Knowing the values of the capacity of any type of intersections is necessary for determining the objective, average time losses that occur at intersections. The results of the research presented in the article will enable time losses at roundabouts to be determined in a far more precise way compared to the existing procedure. Taking into account that the emissions of Green House Gases in the intersection zone depend primarily on time losses, it is clear that using the results of this article, much more accurate and valid data on harmful emissions can be obtained. This is very important for tourist regions where there is noticeable large presence of non-resident drivers in certain periods during the year. Determining the real capacity of roundabouts during the periods of the year when an increased number of non-resident drivers appear will enable local communities to determine the real level of service by an objective method and, if necessary, take regulatory actions to reduce time losses and consequently Green House Gases.

6. Conclusions

In previous research studies it has been proved that the values of critical headway and follow-up headway are affected by different factors, due to which it is useful to conduct local measurements. The influence of characteristics and behaviour of non-resident drivers is, according to the model HCM 6 [1] and HCM 2010 [16], not taken into consideration in the analysis of roundabouts capacity calculation, regardless of the fact that this influence is evaluated in other cases, such as, for example, in the procedure for roads capacity calculation. However, research study has shown that the capacity of roundabouts is significantly affected by the characteristics and the behaviour of non-resident drivers. When calculating the roundabout capacity, the influence of non-resident drivers is necessary to evaluate as a factor of the participation of non-resident drivers established by Equation (17). Within this article, the influence of resident and non-resident drivers on the values of the parameters of critical headway and follow-up headway has been analyzed, which is necessary for roundabouts capacity calculation, after which, by using multiple linear regression, a model was determined for establishing the influence of non-resident drivers on the capacity of unsignalized roundabout intersections.
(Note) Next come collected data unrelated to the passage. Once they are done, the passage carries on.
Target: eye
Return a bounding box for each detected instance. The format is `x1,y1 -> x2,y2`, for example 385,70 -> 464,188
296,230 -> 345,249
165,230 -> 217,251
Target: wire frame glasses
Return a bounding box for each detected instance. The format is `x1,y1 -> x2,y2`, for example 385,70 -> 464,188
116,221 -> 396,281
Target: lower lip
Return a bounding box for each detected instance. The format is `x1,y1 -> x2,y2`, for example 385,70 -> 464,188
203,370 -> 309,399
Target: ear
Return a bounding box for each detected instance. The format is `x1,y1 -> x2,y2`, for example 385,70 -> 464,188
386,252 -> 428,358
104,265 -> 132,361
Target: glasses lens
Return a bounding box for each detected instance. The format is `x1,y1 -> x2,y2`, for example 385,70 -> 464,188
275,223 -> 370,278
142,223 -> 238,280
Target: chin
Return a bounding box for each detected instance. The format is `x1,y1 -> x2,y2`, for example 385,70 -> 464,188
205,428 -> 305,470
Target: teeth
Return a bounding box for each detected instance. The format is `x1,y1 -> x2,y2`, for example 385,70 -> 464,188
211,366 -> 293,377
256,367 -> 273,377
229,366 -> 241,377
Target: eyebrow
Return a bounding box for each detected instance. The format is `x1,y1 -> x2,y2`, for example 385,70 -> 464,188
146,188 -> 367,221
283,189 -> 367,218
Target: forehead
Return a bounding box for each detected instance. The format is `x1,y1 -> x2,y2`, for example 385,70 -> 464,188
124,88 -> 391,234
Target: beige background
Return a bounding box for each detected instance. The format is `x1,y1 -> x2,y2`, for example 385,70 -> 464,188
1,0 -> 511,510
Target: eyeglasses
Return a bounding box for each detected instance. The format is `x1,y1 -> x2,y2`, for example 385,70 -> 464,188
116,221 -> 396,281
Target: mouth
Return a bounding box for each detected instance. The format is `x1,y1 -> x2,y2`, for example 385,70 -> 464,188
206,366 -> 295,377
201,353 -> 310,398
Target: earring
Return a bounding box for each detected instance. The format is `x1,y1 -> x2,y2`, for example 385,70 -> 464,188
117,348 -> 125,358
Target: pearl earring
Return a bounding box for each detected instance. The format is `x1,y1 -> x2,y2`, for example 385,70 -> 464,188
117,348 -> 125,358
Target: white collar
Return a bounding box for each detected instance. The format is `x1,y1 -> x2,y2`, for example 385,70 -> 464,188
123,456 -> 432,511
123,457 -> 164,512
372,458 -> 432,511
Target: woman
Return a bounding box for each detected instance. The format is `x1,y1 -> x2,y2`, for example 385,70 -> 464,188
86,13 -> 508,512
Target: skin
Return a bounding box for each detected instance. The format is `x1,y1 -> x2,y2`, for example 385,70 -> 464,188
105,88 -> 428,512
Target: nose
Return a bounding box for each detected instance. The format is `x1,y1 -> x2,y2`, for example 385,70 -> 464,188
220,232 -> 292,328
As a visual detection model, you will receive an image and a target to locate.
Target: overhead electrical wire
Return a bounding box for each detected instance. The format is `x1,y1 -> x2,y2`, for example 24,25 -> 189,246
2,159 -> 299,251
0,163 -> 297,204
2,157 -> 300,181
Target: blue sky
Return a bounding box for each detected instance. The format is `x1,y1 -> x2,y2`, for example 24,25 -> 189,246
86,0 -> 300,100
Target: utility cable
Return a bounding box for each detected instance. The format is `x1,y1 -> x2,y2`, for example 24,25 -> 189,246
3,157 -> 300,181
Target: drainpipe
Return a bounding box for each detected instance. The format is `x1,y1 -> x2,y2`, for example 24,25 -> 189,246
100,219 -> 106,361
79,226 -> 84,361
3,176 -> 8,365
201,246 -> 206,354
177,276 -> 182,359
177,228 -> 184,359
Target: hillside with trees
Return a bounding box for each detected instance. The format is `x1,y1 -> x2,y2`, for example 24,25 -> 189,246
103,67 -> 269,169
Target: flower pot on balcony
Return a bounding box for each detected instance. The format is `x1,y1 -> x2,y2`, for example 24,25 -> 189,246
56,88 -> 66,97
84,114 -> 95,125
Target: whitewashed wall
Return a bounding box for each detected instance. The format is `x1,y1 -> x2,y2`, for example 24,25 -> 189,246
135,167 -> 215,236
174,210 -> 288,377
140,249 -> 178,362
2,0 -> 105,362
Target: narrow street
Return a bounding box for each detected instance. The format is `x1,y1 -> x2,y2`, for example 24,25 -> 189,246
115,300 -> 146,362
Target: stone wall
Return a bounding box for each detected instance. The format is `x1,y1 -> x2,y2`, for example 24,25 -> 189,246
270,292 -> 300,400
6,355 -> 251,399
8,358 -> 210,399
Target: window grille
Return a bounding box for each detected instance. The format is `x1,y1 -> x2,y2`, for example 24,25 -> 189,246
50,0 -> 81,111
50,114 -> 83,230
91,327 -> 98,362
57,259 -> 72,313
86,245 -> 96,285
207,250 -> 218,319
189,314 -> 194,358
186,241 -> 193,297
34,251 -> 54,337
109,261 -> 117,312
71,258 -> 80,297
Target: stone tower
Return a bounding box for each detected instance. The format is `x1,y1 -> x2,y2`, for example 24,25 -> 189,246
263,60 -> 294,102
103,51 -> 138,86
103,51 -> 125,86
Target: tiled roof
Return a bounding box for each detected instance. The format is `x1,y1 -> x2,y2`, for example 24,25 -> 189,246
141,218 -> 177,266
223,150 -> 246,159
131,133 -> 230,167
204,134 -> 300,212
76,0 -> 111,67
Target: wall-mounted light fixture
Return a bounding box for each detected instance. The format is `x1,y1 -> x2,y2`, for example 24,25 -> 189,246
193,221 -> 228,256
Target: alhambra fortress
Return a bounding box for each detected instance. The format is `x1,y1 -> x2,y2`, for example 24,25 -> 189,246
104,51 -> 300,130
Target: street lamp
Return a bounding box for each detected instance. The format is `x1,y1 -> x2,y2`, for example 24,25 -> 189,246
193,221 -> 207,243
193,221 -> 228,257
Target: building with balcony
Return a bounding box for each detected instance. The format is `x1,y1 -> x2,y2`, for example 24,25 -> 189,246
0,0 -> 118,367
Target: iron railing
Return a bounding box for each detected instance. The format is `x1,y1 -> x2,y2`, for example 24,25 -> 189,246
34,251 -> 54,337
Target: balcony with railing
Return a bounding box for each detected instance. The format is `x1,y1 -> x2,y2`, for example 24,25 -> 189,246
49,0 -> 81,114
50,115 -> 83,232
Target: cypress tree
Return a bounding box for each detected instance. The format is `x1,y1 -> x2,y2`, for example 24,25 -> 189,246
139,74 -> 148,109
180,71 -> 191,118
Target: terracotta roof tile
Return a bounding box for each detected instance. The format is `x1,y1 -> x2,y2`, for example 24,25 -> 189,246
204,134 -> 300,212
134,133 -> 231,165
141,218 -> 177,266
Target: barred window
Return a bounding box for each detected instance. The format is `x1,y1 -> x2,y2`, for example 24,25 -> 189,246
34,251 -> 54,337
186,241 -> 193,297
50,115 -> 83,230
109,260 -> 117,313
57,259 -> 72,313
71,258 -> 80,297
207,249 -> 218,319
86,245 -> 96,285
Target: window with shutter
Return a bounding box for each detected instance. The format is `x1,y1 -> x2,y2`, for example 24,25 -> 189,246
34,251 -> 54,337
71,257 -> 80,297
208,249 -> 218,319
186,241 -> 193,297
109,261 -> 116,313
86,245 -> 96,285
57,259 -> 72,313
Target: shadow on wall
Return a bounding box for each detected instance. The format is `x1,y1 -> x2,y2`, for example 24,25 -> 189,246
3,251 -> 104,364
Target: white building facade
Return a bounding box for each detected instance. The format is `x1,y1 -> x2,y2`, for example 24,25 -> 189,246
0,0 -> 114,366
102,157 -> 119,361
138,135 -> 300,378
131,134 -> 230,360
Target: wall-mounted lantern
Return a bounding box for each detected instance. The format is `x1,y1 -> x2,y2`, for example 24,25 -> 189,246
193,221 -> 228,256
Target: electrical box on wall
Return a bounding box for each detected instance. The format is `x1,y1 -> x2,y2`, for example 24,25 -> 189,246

In local measurements, conducted within this research study, non-resident drivers are those who drive vehicles with foreign registration plates at the roundabouts, because they are the ones who for the first time, occasionally or very rarely go through the observed roundabouts. As in many previous research studies, it has been confirmed that there are certain deviations in local measurements, in relation to the values recommended by HCM 6 [1]. The conducted analyses have confirmed the starting hypothesis that there are differences in the values of parameters achieved by resident and non-resident drivers, thus the model has been given for determining the influence of non-resident drivers on the capacity of unsignalized roundabout intersections, on the basis of the determined values of critical headway and follow-up headway of vehicles. The research of the influence of non-resident drivers are to be done at other locations as well, and other types of unsignalized intersections, and the results of these research studies can be significant in the procedures of design and projects analyses, especially if the capacity analysis is conducted for the needs of transit directions or in tourist regions. The application of the proposed model would make it possible to determine roundabout capacity and level of service in accordance with real traffic flow characteristics, which enables objective evaluation of its influence on the environment and sustainability. Future researches related to this paper are in relation to the development of a model that will enable the measurement of parameters that enhance traffic sustainability [56] and the possibility of developing new approaches for solving similar problems.